Даже в коридоре я продолжала смотреть строго себе под ноги, поэтому профессора Арта заметила только в тот момент, когда уже столкнулась с ним.
— О, простите, сэр.
— Лучше бы тебе вернуться на ту ферму, с которой ты вылезла, — неожиданно зло прошипел он. Я так удивилась, что вскинула на него вопросительный взгляд. Его лицо было перекошено от ненависти. — Я знаю, зачем ты здесь. И имей в виду: этот номер у тебя не пройдет, деточка.
Сказав это, он развернулся и ушел, а я еще с минуту растерянно стояла посреди коридора, ничего не понимая.
Этот день вымотал меня настолько, что, возвращаясь к себе, я мечтала только о горячем душе и сне.
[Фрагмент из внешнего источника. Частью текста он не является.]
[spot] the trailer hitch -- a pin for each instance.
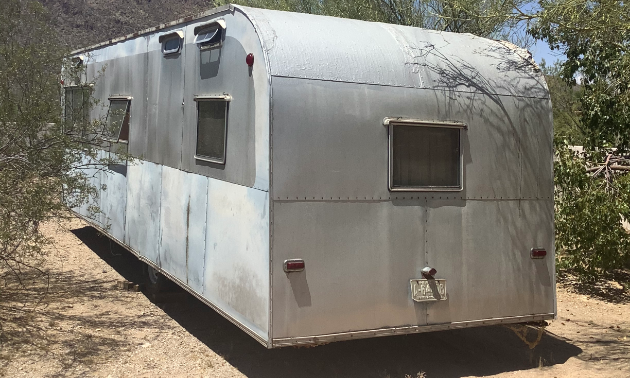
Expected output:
(520, 329)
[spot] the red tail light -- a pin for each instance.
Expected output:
(538, 253)
(293, 265)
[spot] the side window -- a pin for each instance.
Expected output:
(210, 35)
(118, 119)
(77, 104)
(425, 156)
(212, 115)
(171, 42)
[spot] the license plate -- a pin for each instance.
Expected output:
(423, 290)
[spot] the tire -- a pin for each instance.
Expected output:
(155, 281)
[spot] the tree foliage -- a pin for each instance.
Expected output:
(590, 92)
(595, 37)
(42, 151)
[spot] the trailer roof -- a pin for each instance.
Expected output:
(345, 50)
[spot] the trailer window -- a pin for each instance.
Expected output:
(171, 42)
(210, 35)
(118, 120)
(425, 157)
(212, 129)
(77, 104)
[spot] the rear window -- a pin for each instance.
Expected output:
(211, 129)
(425, 157)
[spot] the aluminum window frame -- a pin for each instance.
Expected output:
(219, 25)
(220, 98)
(127, 118)
(390, 123)
(179, 35)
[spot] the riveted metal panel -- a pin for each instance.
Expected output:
(482, 249)
(359, 258)
(174, 218)
(337, 149)
(236, 275)
(223, 71)
(144, 188)
(196, 236)
(114, 199)
(335, 49)
(165, 91)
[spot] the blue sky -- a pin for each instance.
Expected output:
(542, 51)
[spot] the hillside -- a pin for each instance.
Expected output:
(86, 22)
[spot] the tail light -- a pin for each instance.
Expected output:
(538, 253)
(293, 265)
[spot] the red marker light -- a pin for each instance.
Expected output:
(293, 265)
(538, 253)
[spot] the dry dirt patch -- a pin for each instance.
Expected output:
(87, 326)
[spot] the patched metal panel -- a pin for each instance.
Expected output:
(338, 149)
(220, 71)
(144, 188)
(482, 249)
(165, 93)
(197, 189)
(336, 49)
(536, 146)
(359, 258)
(114, 199)
(236, 275)
(174, 218)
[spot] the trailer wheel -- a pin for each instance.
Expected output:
(155, 281)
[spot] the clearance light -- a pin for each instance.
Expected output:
(429, 272)
(538, 253)
(250, 59)
(293, 265)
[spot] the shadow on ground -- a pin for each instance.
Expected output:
(476, 351)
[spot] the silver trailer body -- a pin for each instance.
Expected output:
(307, 174)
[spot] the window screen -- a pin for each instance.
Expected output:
(209, 37)
(77, 104)
(171, 45)
(118, 120)
(211, 129)
(425, 157)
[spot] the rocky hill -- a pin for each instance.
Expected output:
(86, 22)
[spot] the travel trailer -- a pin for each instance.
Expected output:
(316, 179)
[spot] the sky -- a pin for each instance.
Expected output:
(542, 51)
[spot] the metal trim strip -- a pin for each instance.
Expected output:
(216, 308)
(405, 330)
(213, 98)
(144, 32)
(411, 121)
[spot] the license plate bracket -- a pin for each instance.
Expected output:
(428, 290)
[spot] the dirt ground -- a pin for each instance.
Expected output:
(87, 326)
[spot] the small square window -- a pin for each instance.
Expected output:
(211, 129)
(171, 42)
(210, 35)
(425, 156)
(118, 120)
(77, 104)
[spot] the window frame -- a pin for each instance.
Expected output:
(127, 118)
(179, 35)
(86, 88)
(391, 123)
(220, 27)
(220, 98)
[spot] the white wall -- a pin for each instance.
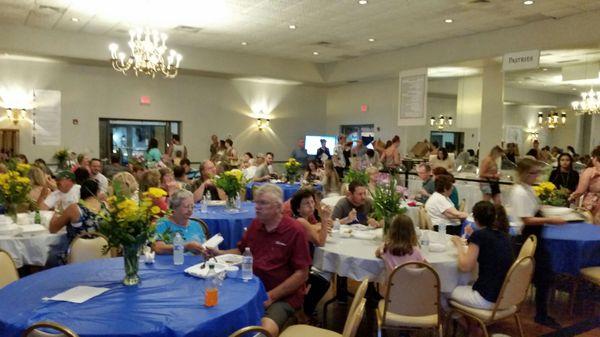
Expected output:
(205, 106)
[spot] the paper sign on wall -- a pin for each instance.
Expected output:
(412, 97)
(46, 117)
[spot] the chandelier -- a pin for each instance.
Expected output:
(552, 119)
(440, 122)
(589, 104)
(147, 55)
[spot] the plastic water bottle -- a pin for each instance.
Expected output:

Даже мысль о том, чтобы принять ванну, я отмела, боясь уснуть прямо в ней.
Я собиралась проскользнуть в свою спальню как можно незаметней: после утренней конфронтации нам с Реджиной удавалось весь день не пересекаться, я надеялась так его и закончить. Однако, оказавшись в нашей общей гостиной, я услышала громкие рыдания, которые доносились из спальни соседки. Дверь в ее комнату была чуть-чуть приоткрыта, поэтому я хорошо слышала, как она плачет.
Первым моим порывом было просто пройти мимо. В конце концов, мы не были подругами, причем не по моей вине, утешать ее я не обязана. Но потом я вспомнила, как сама этим утром лежала поперек собственной постели, чувствуя себя одинокой и несчастной. И как мне хотелось, чтобы нашелся хотя бы один человек, который мог бы меня пожалеть, сказать пару ободряющих слов.
Поэтому после недолгого колебания я все же подошла к ее спальне, осторожно толкнула дверь и заглянула внутрь. Реджина лежала на постели, обняв подушку, и ревела так горько, что я ей позавидовала: если бы я так могла, то вся та горечь, что я испытывала, наверняка уходила бы через слезы.
— Джина? Что случилось?
— Уйди, фермерша, видеть тебя не хочу! — огрызнулась она и заплакала еще сильнее.
Я зашла в комнату, подошла к кровати. Реджина лежала спиной к двери, поэтому не заметила этого и ощутимо вздрогнула, когда я села рядом и коснулась ее плеча.